Monday, February 2, 2009

Building Winning Teams bySetting Behavioral Expectations

What makes for a winning performance? Talent, experience, knowledge, a track record of executing? Yes, all that and more. Coming in to Super Bowl XLIII, the Steelers and the Cardinals had all of that.
But Monday-morning quarterbacks are saying that the Steelers wanted it more, had more passion, determination, persistence, optimism, confidence. They say in a closely matched game like this one the intangibles can make all the difference. Experts and fans will probably argue for years about this game, about why the Steelers won.
But there’s no argument about what creates winning performance in a work team. Talent, experience, and business knowledge are important.

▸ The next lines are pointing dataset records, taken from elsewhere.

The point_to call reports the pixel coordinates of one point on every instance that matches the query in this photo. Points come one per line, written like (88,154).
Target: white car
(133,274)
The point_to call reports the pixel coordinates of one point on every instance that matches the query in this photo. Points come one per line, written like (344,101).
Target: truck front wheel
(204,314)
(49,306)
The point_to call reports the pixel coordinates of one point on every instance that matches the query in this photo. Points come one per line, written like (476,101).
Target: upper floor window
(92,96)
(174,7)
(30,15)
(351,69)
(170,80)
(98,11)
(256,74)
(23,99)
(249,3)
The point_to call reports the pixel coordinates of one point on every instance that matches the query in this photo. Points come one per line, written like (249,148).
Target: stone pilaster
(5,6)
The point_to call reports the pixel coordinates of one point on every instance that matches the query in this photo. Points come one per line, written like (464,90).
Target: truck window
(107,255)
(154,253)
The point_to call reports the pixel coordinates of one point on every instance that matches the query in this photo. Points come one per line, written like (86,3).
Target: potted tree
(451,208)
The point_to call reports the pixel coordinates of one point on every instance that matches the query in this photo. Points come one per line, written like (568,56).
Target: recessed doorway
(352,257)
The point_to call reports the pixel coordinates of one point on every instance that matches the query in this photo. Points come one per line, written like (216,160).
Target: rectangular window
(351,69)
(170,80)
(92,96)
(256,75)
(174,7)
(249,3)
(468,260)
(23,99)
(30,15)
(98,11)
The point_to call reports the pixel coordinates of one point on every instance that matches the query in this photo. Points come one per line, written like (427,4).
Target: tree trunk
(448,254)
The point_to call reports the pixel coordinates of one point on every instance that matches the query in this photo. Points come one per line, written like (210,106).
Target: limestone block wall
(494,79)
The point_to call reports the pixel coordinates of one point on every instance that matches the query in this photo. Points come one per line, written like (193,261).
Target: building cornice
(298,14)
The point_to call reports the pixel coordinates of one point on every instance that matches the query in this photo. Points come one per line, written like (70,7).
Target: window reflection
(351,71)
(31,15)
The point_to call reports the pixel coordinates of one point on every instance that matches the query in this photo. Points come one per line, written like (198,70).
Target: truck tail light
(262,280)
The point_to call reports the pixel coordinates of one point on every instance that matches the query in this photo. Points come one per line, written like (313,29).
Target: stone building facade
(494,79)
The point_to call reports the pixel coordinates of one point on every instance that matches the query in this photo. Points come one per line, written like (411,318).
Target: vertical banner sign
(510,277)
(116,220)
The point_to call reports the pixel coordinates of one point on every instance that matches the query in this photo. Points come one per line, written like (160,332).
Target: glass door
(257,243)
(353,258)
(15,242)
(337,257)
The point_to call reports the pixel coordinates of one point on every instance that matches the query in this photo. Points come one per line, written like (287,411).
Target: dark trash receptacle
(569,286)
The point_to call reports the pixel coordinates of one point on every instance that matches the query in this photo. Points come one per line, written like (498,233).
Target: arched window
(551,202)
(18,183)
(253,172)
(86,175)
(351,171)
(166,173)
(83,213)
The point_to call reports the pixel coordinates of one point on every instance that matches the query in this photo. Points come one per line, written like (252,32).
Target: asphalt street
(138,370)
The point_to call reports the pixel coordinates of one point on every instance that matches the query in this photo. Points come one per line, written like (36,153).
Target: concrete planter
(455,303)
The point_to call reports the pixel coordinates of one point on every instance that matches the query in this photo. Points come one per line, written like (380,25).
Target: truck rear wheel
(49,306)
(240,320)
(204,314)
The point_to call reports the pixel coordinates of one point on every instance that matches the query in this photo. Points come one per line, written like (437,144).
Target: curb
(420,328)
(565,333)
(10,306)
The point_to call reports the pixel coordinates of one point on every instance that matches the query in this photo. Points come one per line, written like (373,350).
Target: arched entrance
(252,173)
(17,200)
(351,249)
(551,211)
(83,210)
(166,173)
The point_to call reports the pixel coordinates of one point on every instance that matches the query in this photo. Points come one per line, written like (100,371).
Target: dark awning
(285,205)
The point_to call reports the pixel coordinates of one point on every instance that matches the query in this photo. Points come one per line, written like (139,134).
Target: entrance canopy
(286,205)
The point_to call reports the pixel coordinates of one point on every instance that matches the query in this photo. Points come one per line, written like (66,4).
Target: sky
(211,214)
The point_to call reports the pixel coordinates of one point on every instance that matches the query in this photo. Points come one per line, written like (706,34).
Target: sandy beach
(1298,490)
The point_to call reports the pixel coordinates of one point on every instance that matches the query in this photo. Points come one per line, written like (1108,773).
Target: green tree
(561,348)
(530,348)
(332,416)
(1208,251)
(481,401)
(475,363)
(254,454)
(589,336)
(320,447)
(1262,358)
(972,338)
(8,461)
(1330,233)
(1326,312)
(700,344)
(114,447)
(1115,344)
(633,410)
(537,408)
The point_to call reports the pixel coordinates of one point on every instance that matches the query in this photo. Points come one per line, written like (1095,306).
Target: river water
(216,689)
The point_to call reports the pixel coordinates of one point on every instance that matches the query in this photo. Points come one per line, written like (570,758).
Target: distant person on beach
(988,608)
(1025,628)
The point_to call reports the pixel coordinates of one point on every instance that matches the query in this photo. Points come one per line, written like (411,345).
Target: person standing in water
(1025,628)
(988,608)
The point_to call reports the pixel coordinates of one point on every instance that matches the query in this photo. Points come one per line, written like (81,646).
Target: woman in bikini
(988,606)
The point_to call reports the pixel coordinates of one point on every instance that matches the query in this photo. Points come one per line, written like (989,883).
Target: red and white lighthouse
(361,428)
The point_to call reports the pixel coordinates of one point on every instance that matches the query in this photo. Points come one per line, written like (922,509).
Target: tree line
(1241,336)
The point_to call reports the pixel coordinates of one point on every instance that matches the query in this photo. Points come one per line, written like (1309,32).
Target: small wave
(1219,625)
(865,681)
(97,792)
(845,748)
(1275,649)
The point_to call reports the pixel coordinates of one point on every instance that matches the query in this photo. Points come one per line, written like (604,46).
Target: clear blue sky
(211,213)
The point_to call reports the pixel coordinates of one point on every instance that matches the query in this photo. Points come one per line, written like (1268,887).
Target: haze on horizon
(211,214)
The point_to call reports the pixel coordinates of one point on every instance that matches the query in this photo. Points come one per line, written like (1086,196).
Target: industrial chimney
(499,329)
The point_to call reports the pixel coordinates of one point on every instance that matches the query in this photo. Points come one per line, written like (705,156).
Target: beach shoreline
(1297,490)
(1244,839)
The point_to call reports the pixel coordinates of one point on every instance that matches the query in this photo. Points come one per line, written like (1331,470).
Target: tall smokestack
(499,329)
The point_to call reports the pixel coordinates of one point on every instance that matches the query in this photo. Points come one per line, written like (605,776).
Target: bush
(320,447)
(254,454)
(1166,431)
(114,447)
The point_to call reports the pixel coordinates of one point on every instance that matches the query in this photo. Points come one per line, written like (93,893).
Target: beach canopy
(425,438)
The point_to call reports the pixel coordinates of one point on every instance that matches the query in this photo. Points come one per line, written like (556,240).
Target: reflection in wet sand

But the winning difference is most often a result of those hard-to-measure human qualities -- passion for serving customers, initiative, persistence, commitment, resilience, dependability, adaptability, empathy, confidence, teamwork, leadership, and many more.
While we can all agree that these qualities are essential for success, we seldom talk about them until we decide an employee isn’t displaying them. "You need to show more initiative," we say. Or "You’re not being a team player." Giving this kind of feedback without agreeing on the behavioral goal first is like asking someone to play basketball on a court without nets or boundary lines, and telling them, when they shoot at an imaginary hoop, "Too bad. You missed."
Employees need to know what the "targets" are before the game starts. Yet in our 30 years experience we’ve met few managers who set clear behavioral targets. "That’s so subjective," managers often say. "How can you set goals about personality characteristics?"
Your challenge as a manager is to have conversations about these "winning" behaviors in a way that everybody understands. The words do seem subjective. Just as "beauty is in the eye of the beholder," the definition of a quality like initiative seems to depend on who is defining it. So when you say "I expect you to show initiative," how do you and your employees know you’re on the same page? Furthermore, when it comes time to review performance and give feedback, how will you and your employee agree on whether or not they actually did show initiative?
The ALTtm skills we have talked about before can help you and your employees "get on the same page" about exactly where these goals and boundary lines are. The key is to identify the behaviors that would be evidence of leadership, or teamwork, or initiative, etc. Think of what a camcorder could capture – what a person does or says, and how they do or say it. If a recorder can’t capture it, you can’t communicate it as an expectation and you can’t measure it. For instance, flexibility can mean doing whatever you’re asked to do, or volunteering to take on new challenges, or just smiling and being pleasant when asked to drop one task and pick up another.